Explain Codes LogoExplain Codes Logo

Normalize columns of a dataframe

python
dataframe
pandas
data-preprocessing
Anton ShumikhinbyAnton Shumikhin·Sep 17, 2024
TLDR

For quick results, use Pandas for min-max normalization or StandardScaler from sklearn for z-score standardization:

import pandas as pd from sklearn.preprocessing import StandardScaler # Check your standard deviations before z-score standization, just to be sure ;) df_zscore = pd.DataFrame(StandardScaler().fit_transform(df), columns=df.columns) # As easy as calculating min-max, but be careful with the minus sign ;) df_minmax = (df - df.min()) / (df.max() - df.min())

Choose wisely: Z-score for data with mean = 0 and std = 1, or min-max to scale the party between 0 and 1.

Understanding normalization

What is normalization?

In 3 words: Scaling without distortion. Normalization doesn't spoil the party but changes the scale of the dance floor.

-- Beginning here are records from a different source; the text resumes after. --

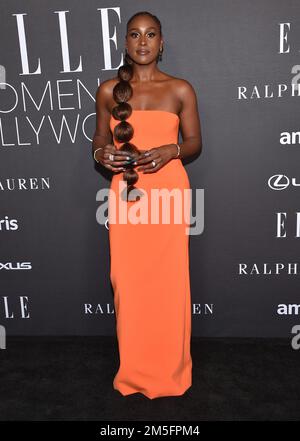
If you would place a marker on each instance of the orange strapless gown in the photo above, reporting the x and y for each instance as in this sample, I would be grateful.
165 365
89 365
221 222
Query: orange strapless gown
150 275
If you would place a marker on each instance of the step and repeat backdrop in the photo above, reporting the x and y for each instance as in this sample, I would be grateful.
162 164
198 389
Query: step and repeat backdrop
243 60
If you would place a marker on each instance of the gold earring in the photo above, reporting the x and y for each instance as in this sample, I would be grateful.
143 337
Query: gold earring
160 54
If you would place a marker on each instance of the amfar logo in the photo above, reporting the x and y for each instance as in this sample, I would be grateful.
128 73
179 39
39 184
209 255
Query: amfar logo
18 184
7 224
289 138
16 266
288 309
2 337
295 340
281 182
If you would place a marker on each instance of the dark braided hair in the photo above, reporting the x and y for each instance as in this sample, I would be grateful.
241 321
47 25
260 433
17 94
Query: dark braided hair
123 131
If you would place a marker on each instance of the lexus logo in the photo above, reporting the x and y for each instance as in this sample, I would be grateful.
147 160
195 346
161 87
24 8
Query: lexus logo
281 182
16 266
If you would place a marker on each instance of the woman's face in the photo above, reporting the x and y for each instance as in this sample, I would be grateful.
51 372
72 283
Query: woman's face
143 40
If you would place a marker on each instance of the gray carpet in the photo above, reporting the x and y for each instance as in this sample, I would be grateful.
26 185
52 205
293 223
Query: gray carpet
70 378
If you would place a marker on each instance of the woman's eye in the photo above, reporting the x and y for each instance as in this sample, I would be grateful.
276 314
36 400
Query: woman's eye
135 33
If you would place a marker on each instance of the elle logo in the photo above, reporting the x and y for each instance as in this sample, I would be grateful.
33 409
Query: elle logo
64 41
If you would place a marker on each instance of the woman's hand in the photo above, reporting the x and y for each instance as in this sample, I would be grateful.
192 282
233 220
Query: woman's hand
120 159
161 155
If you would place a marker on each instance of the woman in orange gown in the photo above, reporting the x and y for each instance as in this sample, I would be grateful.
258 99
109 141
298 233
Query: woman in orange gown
150 259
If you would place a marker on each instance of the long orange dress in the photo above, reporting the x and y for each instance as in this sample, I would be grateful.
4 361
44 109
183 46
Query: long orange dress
150 272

Different normalization techniques

  • Min-max normalization: Fits the dance into the [0, 1] room.
  • Z-score standardization: Zeros the mean and standardizes the dance steps.

The art of choosing the right normalization

Different dances (algorithms) need different floors (normalization). The key is knowing the concert requirements and dancers' distribution.

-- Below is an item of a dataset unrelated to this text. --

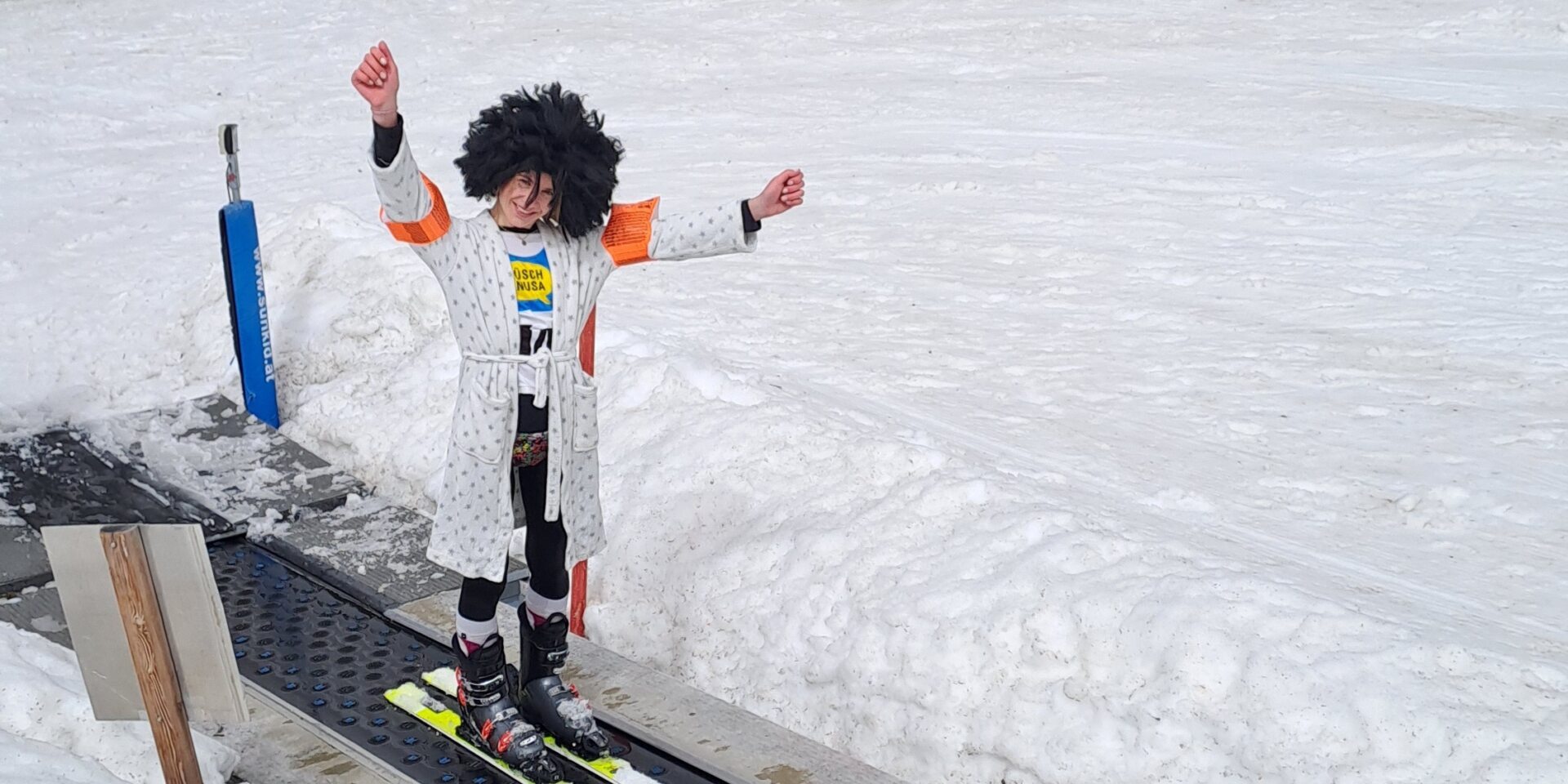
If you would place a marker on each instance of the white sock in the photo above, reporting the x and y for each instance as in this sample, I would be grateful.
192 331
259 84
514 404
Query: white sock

For a 'larger than life' machine learning performance, use the apply() function for more control. It allows you to normalize each column as you please, using lambda functions:

df_custom = df.apply(lambda x: (x - x.mean()) / x.std() if x.std() != 0 else x, axis=0) # "If I had a dollar for every time x.std() equals zero..."

Practical nuances

Tackling negative values

For data in both positive and negative range, min-max formula adapts. It's like a chameleon, changing color but keeping personality.

When to move on to sklearn

For 'YUGE' datasets and Pandas-Scikit-Learn romantic duets, MinMaxScaler is your foreman.

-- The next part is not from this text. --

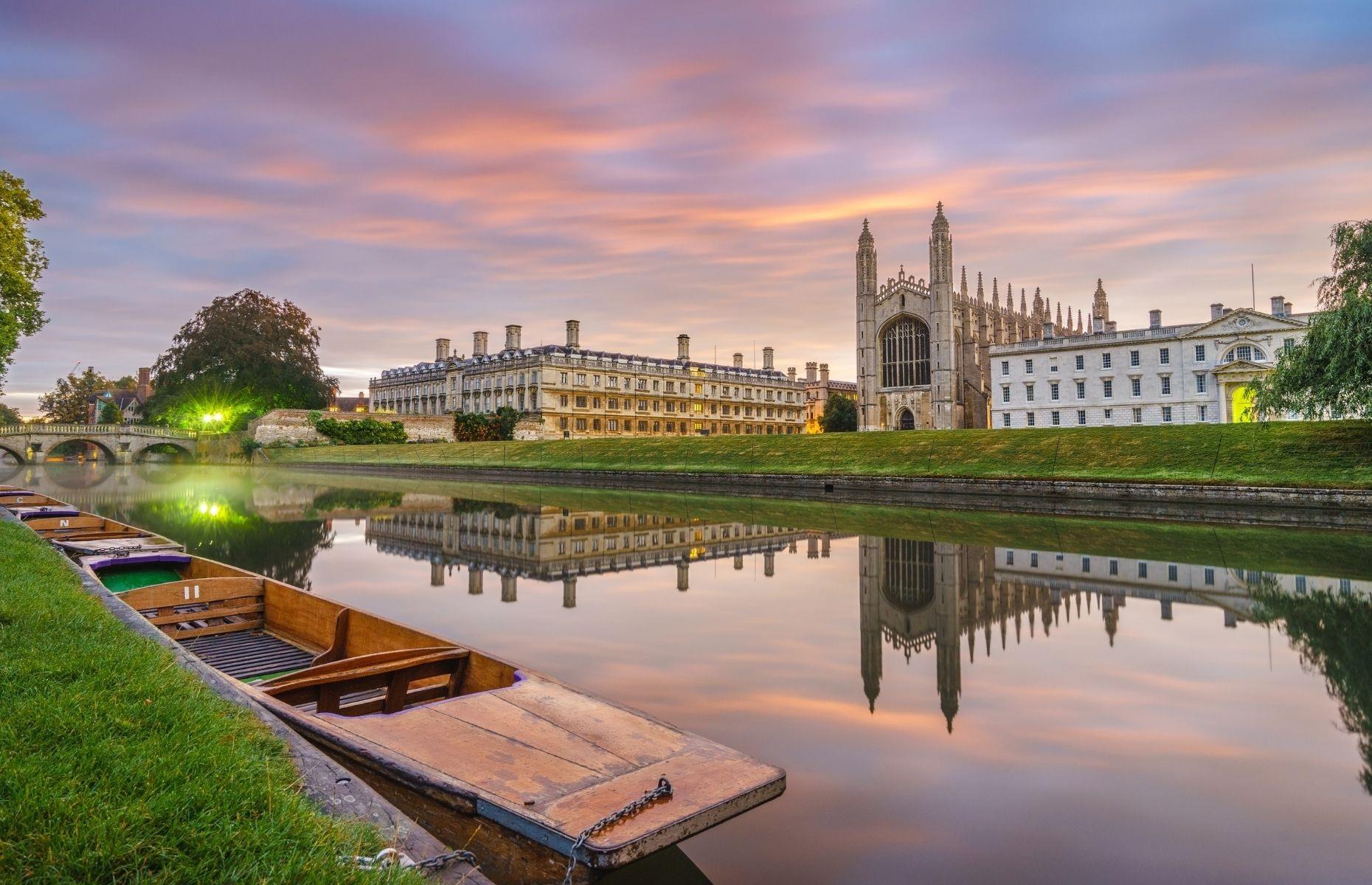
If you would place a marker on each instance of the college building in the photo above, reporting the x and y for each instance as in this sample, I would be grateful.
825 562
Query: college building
567 392
1161 375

Pandas vs. sklearn: Stick or Shift?

Pandas keeps DataFrames intact, while sklearn deliveries are numpy-array wrapped.

Always conduct a post-treatment review

A post-normalization wellness checkup is inevitable. Make sure to check the minimum and maximum values of each column and keep an eye out for intruder constants.

Know the power of scaling

Normalization is King Midas of feature scaling. It cannot change your donkey dataset into a unicorn, but hey, it gives a golden touch to the model performance.

Beware the Leaky Cauldron

Prevent data leakage! The scaler should only be fitted with the training set and then used to transform both the train and test sets.